The next day, I visited the offices of Qatar's leading English-language newspaper, the Gulf Times. I was formally received by the editor in chief, a distinguished Arab gentleman in robes whose modest conversational English suggested he served as the paper's presiding deity rather than as the wielder of the blue pencil. That role clearly belonged to his vice editor, an experienced Englishman from Liverpool, who duly suggested that I might wish to pay a visit to the newsroom. I gladly shook hands with each of the journalists on duty. And then it struck me: every single one of them, without exception, was from my home state.

“Is there anyone here who isn't from Kerala?” I rather crassly asked the news editor, K. T. Chacko, who was taking me around.

“Oh, there's Ramesh Mathew,” came the reply. “He's from Bombay.” A sheepish look came over the news editor's face. “But his parents were from Kerala.”

Clearly my Delhi friend was absolutely right. Even Doubting Thomas would have felt right at home.

*

“Here,” said Mr. Shankardass, leading me to his garden, “we live in heaven.”

I looked around the lush African foliage, multicolored flowers ablaze amid the verdant Nairobi green. “It certainly looks like paradise,” I replied.

“I don't mean the garden,” my eighty-six-year-old host replied. “I mean Kenya.” Mr.
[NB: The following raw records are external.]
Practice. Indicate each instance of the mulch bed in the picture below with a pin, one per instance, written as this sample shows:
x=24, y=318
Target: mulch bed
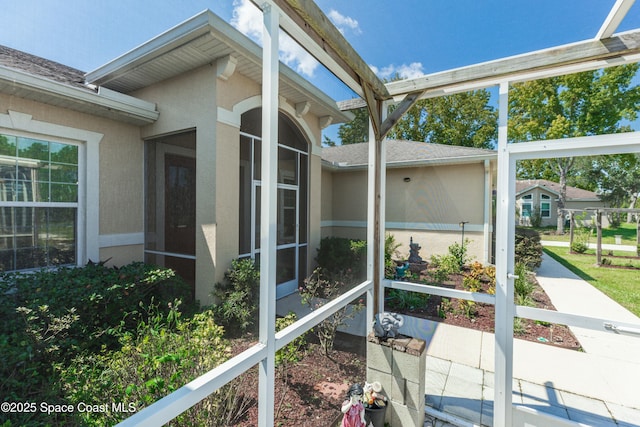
x=484, y=319
x=311, y=392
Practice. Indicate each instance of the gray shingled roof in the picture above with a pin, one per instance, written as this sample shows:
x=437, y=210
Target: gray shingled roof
x=400, y=152
x=573, y=193
x=38, y=66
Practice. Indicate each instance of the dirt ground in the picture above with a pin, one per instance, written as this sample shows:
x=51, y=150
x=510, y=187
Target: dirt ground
x=310, y=392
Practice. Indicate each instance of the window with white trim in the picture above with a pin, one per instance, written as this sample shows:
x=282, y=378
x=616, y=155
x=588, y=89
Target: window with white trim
x=545, y=206
x=38, y=203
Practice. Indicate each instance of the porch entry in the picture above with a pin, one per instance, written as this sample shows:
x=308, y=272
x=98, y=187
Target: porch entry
x=291, y=257
x=170, y=208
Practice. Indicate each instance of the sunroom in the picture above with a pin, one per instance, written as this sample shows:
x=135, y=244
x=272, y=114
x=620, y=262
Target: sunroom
x=308, y=25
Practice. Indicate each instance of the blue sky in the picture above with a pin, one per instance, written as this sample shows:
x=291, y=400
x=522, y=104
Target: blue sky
x=411, y=37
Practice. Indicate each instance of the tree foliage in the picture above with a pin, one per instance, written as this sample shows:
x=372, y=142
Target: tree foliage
x=588, y=103
x=464, y=119
x=357, y=130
Shankardass's garden was a metaphor: a fertile place in magnificent bloom, it stood for the life that Indians were able to lead in this corner of East Africa.
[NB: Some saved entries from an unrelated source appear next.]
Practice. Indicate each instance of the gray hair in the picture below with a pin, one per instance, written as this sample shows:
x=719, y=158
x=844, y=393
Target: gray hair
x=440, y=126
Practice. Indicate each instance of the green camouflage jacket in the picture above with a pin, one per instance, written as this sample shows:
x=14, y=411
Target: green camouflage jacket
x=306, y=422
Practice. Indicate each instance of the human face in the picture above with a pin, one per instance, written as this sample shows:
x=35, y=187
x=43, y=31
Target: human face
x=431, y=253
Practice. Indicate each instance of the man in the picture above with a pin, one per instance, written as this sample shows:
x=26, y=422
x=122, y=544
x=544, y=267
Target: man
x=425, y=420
Mr. Shankardass and his wife were both born in Kenya, when it was a British colony. They had grown up amid anticolonial ferment, in which most Asians — descended mainly from nineteenth-century migrants and indentured workers from the Indian subcontinent — made common cause with their African fellow subjects. But when independence came, some Africans looked on the Asians as inter-lopers, foreigners depriving the locals of jobs and economic opportunity. In next-door Uganda in 1972, the dictator Idi Amin gave his entire Asian population seventy-two hours to leave the country for good. The mass expulsion of Ugandan Asians, mainly people who had never known any other home, sent tremors through the Asian community in Kenya and Tanzania as well. But their fears proved unfounded. Asians stayed on in Kenya as honored and respected citizens, building flourishing businesses and excelling in the professions. Mr. Shankardass's garden was emblematic of that.

But I couldn't help wondering, as I devoured a delicious Punjabi lunch on his porch with three generations of his Kenya-born family, whether the garden was an oasis as well, isolating the Asians from the Africans among whom they prospered. Indians abroad are often an insular people, focusing on their own community, customs, and (as I could savor it) cuisine. Did Mr. Shankardass's heaven have room for African angels, too?